Saat akan mengucap ijab berkali-kali suara Abah Sambas tertahan dan bergetar. Saat mengucap ijab untuk kedua kalinya, barulah Abah Sambas mulai mampu menguasai emosinya. Hingga akhirnya ucapan ijab pun berjalan mulus.
"Alvan Pratama Putra Wijaya, aku nikahkah dan aku kawinkan engkau dengan putri kandungku Qiana Fathiyya binti Sambas dengan mas kawin seperangkat perhiasan berlian, uang tunai 70 miliar, satu unit apartemen, satu unit mobil, dan satu unit rumah mewah di bayar tunai…" ucap Abah Sambas yang langsung dijawab Alvan dengan cepat.
"Aku terima nikah dan kawinnya Qiana Fathiyya binti Sambas dengan mas kawin seperangkat perhiasan berlian, uang tunai 70 miliar, satu unit apartemen, satu unit mobil, dan satu unit rumah mewah di bayar tunai!" jawab Alvan dalam satu tarikan nafas.
"Bagaimana saksi, sah?" tanya Pak penghulu.
"Sah!"
"Sah!"
"Sah!"
Jawab para saksi juga hadirin yang hadir. Semua keluarga yang menyaksikan menangis haru atas kebahagiaan pada pernikahan Alvan dan Qiana.

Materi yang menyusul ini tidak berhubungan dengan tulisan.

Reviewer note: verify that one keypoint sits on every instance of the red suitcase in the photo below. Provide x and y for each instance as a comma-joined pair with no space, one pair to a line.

Di saat yang lain menangis haru dan merasa gembira dengan mengucap syukur, di suatu sudut di dekat rumah Abah Sambas. Bi Yeni bibi dari Gilang saat ini tidak sadarkan diri lantaran terkejut mendengar mas kawin yang diberikan Alvan kepada Qiana.
"Membuang batu kali mendapatkan berlian, hiks…" tangis Maryati penuh sesak.

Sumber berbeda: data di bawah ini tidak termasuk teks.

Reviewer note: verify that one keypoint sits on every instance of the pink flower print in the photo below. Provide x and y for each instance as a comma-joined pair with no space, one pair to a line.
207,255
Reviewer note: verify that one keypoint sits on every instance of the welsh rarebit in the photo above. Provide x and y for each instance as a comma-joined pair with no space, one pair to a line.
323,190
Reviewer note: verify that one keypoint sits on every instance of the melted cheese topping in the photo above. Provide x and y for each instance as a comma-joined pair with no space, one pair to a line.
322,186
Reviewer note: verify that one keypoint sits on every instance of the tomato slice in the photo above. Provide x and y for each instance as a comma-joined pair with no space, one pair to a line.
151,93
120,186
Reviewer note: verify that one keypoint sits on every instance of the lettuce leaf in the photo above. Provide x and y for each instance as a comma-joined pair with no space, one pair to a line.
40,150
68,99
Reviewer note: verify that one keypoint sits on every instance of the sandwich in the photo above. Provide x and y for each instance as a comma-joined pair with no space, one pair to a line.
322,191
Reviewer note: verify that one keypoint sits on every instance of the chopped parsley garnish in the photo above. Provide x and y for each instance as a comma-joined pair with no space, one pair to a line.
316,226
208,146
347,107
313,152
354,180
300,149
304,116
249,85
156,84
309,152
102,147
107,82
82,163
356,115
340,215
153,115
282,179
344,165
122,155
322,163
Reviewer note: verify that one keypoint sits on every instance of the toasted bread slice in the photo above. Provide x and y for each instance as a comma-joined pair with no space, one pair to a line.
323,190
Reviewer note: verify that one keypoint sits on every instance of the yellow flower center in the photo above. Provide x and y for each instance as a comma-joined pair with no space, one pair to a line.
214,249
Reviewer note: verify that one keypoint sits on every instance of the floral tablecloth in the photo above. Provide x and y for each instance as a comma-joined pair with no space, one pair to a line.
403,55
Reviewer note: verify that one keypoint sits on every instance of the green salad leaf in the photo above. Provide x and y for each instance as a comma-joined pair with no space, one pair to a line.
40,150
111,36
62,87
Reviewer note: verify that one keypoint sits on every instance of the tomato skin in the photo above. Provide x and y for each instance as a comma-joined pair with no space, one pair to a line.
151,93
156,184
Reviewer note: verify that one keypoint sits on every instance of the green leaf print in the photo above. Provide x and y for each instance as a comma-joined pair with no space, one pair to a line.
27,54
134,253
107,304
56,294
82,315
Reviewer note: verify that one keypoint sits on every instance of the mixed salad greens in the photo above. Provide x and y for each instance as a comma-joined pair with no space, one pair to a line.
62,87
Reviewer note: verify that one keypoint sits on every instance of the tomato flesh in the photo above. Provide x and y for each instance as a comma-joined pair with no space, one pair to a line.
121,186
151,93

"Beruntung sekali Qiana dinikahi pria itu!" ucap Gilang dengan nada cemburu.
"Kamu menyesal meninggalkan Qiana demi aku dan anak kita, Gilang?" tanya Salsa.
"Qiana sekarang menjadi milyarder semenjak mengenal keluarga Alvan. Seharusnya aku yang ada di posisi Qiana saat ini! Sayangnya aku terlambat menggagalkan pernikahan mereka!" gumam Imelda geram.
"Ini salahmu juga! Kenapa kamu malah membuat Alvan percaya kalau foto dan kalung itu milik Qiana. Dasar BODOH kamu, Imel!" cibir ibu kandung Imelda.
Ahmad Kusuma Wardhana dan istri yang mendengar percakapan cucu dan anak serta mantunya hanya menggelengkan kepala. Sementara sang besan masih menatapnya marah, karena kini mereka mulai bangkrut dan hampir kehilangan perusahaan turun temurun dari tetua mereka.
"Nikmatilah malam pertama kalian! Setelah ini, kalian bersiaplah untuk menerima hadiah terindah dari aku, Alvan!" Vino menyeringai di balik masker dan topi hitam yang menutup wajah dan kepalanya.